J.-P. B. J’ai toujours été nourri par des responsables et des projets internationaux. Les syndicalistes peuvent contribuer à la régulation de la mondialisation par le bas. Avec le projet « managing offshore and outsourcing sustainable », par exemple, nous avons cherché à équiper les sections à questionner les stratégies des entreprises. Nous avons creusé loin notre analyse de gestion jusqu’à intervenir sur les entreprises sous LBO (« leveradge buy out »). Avec mes collègues d’Union Network et notamment mon ami Gerd Rohde, nous sommes allés jusqu’en Inde pour épauler les syndicats d’ingénieurs dans le secteur des télécoms, ou encore en Afrique pour encourager le développement de nos homologues en Tunisie, au Congo et au Sénégal, ainsi qu’au Brésil. La CFDT Cadres a également contribué à l’émergence des questions d’éthique et de responsabilité des cadres au niveau international. Cet engagement s’ancre à partir de travaux communs et d’échanges avec des partenaires européens et Eurocadres. Ils nourrissent ma conviction d’un syndicalisme de services. Je citerais également Andrea Kampelmühler et le réseau de professionnels GPA-DJP en Autriche ou encore Unionen, affilié à TCO, en Suède5.

La responsabilité syndicale est donc essentielle, loin de l’image d’Epinal d’insatisfaction sociale.

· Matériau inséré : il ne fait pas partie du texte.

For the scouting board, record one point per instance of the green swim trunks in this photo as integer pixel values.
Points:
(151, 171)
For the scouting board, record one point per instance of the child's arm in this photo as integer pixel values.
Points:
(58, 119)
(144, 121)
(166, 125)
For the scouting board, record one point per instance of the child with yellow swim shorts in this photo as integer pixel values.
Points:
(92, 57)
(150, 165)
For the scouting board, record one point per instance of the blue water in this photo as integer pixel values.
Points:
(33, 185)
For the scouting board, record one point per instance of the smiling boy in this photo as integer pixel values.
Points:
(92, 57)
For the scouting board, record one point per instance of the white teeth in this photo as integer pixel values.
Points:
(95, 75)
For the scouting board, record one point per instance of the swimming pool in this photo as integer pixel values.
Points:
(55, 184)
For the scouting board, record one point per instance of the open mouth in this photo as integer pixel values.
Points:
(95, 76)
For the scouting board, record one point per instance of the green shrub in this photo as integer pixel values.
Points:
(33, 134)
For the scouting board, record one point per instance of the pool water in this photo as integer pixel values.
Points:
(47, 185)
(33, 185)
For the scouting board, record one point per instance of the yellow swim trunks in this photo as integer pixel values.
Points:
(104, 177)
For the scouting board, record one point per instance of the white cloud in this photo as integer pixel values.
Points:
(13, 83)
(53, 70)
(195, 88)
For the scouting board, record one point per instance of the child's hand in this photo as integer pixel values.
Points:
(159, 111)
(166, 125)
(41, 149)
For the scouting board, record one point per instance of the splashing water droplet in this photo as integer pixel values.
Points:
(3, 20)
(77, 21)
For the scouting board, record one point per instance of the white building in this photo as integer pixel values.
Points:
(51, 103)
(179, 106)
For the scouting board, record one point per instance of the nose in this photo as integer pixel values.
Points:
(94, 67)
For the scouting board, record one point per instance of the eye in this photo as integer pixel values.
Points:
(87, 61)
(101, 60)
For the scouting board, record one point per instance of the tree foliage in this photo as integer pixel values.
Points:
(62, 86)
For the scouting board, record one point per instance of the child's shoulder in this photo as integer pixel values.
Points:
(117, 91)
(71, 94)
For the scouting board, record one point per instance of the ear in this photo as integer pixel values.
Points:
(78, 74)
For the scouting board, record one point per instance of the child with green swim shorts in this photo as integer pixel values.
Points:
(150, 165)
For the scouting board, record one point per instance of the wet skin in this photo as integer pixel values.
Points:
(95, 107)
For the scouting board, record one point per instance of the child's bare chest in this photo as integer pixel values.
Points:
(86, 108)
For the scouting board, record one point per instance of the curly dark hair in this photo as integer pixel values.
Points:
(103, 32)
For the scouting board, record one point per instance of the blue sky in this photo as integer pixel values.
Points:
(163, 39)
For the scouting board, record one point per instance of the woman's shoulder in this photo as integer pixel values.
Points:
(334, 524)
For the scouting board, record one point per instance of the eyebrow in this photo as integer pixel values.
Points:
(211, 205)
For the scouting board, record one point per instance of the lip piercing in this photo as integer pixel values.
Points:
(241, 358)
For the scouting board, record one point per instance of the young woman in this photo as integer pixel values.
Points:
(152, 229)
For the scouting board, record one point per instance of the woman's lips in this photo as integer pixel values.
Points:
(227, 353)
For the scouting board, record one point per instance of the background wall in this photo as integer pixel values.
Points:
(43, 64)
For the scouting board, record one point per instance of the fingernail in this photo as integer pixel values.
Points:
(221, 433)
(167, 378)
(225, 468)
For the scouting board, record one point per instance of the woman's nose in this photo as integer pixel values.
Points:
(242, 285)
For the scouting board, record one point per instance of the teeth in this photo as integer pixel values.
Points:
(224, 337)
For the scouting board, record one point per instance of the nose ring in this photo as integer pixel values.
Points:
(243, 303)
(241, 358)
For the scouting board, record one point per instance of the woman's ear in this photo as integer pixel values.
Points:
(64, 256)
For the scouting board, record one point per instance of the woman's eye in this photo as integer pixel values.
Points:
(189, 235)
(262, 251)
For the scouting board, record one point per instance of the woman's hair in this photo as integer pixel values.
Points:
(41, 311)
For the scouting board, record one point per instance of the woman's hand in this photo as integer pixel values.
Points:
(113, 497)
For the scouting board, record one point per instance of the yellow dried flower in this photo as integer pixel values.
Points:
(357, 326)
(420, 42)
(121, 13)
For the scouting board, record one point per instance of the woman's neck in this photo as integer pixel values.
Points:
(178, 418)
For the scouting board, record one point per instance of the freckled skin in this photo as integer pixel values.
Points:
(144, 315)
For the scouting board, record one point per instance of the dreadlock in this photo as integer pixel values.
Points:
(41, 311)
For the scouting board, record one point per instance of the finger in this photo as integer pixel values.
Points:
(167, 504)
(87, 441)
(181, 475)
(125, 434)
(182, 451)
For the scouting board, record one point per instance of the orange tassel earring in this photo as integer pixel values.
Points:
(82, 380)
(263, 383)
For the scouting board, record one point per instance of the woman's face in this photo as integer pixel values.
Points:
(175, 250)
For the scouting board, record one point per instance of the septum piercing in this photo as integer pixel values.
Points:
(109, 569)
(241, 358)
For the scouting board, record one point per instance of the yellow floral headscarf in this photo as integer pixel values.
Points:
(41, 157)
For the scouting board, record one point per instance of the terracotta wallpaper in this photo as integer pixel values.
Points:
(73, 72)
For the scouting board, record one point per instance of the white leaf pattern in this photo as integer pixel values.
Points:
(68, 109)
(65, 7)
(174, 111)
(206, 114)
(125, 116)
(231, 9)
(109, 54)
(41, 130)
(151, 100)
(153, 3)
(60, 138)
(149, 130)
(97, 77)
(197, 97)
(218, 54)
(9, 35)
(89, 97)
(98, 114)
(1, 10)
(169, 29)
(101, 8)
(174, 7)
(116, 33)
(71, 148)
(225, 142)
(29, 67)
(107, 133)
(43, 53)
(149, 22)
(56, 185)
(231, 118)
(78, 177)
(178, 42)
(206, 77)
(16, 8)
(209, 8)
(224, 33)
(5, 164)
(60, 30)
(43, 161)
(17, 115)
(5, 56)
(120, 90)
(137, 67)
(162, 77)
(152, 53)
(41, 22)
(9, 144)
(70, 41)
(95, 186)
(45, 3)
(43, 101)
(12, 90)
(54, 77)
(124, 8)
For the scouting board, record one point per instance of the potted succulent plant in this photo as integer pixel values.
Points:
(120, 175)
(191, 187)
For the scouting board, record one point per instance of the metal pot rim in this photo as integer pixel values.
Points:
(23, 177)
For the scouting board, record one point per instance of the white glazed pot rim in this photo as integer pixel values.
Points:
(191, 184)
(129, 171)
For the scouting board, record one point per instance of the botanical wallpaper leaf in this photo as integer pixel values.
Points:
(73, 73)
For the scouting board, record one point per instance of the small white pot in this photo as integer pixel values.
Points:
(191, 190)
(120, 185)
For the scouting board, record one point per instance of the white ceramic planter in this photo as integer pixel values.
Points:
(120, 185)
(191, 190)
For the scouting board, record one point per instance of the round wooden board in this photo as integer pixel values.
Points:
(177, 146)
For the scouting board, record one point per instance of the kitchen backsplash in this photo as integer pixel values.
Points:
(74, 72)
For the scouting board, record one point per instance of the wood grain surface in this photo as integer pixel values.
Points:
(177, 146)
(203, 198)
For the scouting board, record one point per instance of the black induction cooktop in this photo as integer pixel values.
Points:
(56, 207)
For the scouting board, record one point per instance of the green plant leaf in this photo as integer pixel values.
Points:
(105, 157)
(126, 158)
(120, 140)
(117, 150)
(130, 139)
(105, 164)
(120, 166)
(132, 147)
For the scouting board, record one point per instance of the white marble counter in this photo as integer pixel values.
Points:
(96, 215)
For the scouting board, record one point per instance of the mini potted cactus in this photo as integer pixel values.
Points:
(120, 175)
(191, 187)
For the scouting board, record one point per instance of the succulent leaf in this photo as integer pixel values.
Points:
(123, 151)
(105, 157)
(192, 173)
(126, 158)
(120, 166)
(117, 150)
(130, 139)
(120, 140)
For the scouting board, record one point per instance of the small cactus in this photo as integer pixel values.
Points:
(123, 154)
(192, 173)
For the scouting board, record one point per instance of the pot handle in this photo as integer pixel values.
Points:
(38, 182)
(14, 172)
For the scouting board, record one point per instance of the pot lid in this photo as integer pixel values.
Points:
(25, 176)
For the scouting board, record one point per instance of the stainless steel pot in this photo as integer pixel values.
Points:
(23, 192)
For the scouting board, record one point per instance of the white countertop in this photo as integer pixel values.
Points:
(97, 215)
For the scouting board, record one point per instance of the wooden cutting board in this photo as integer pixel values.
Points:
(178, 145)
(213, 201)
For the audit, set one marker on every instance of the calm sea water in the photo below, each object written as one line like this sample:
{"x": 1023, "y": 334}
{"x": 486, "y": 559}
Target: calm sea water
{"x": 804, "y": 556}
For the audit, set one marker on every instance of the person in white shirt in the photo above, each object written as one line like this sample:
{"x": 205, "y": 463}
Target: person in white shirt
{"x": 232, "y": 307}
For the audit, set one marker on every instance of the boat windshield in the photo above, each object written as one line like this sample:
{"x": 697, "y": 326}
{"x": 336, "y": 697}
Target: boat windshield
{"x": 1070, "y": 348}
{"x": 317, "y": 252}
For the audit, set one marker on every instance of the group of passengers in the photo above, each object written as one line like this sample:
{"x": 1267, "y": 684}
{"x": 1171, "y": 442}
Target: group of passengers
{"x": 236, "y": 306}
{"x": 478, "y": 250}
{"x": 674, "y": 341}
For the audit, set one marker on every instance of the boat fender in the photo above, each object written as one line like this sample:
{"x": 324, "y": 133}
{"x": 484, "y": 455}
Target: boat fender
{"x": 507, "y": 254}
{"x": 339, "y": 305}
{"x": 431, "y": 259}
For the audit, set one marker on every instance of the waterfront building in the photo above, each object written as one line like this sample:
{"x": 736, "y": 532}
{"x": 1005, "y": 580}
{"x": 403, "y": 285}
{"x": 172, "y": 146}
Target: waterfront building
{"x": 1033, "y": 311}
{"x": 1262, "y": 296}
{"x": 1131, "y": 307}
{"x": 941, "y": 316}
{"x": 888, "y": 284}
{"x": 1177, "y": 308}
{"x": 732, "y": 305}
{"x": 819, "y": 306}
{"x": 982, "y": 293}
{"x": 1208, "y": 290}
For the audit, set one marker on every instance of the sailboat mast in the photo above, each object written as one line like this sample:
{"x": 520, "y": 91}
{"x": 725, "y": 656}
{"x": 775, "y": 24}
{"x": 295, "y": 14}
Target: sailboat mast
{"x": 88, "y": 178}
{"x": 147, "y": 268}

J.-P. B. Nous négocions des droits, mais quels outils y a-t-il derrière ? La qualité du parcours professionnel ne se mesure pas à l’aune des droits individuels ou collectifs embarqués, mais bien à l’efficacité de leur mise en œuvre. Le syndicalisme, je le répète régulièrement, n’échappe pas au « descendant », au « top-down », à une certaine forme d’un pour-eux-pensé-par-nous, souvent par le haut et non par le bas et avec eux. La CFDT est pourtant l’organisation qui a le plus ce souci de la proximité, de la co-construction des analyses, des revendications, des mandats et de leur respect en cours de négociation. Si nous prônons l’émancipation, soyons responsables de bout en bout des nouveaux droits que nous obtenons. Chacun a droit à une identité professionnelle. Celle-ci se forge dans le temps et non dans l’épaisseur du code du Travail, au-delà des postes exercés. L’identité professionnelle, c’est l’ensemble des métiers que l’on peut exercer et l’expérience que l’on a et la formation que l’on acquiert pour grandir en tant que professionnel.

1 : La Jeunesse Ouvrière Chrétienne (JOC) est une association de 10 000 membres gérée et animée par les jeunes eux-mêmes.

2 : « Licencié pour divergence stratégique », in Délibérer, décider, revue Cadres n°422, oct. 2006.

3 : A lire : « Vers un syndicalisme collaboratif. Militer en phase avec les salariés », in Pratiques collaboratives, revue Cadres n°465-466, juin 2015.

4 : A lire : Jean-Paul Bouchet, Patrick Pierron, « Pour anticiper les mutations, revenir au travail », in Exister au travail, revue Esprit, oct. 2011.

5 : GPA : Gewerkschaft der Privatangestellten, Druck, Journalismus, Papier ; TCO : Tjänstemännens Centralorganisation.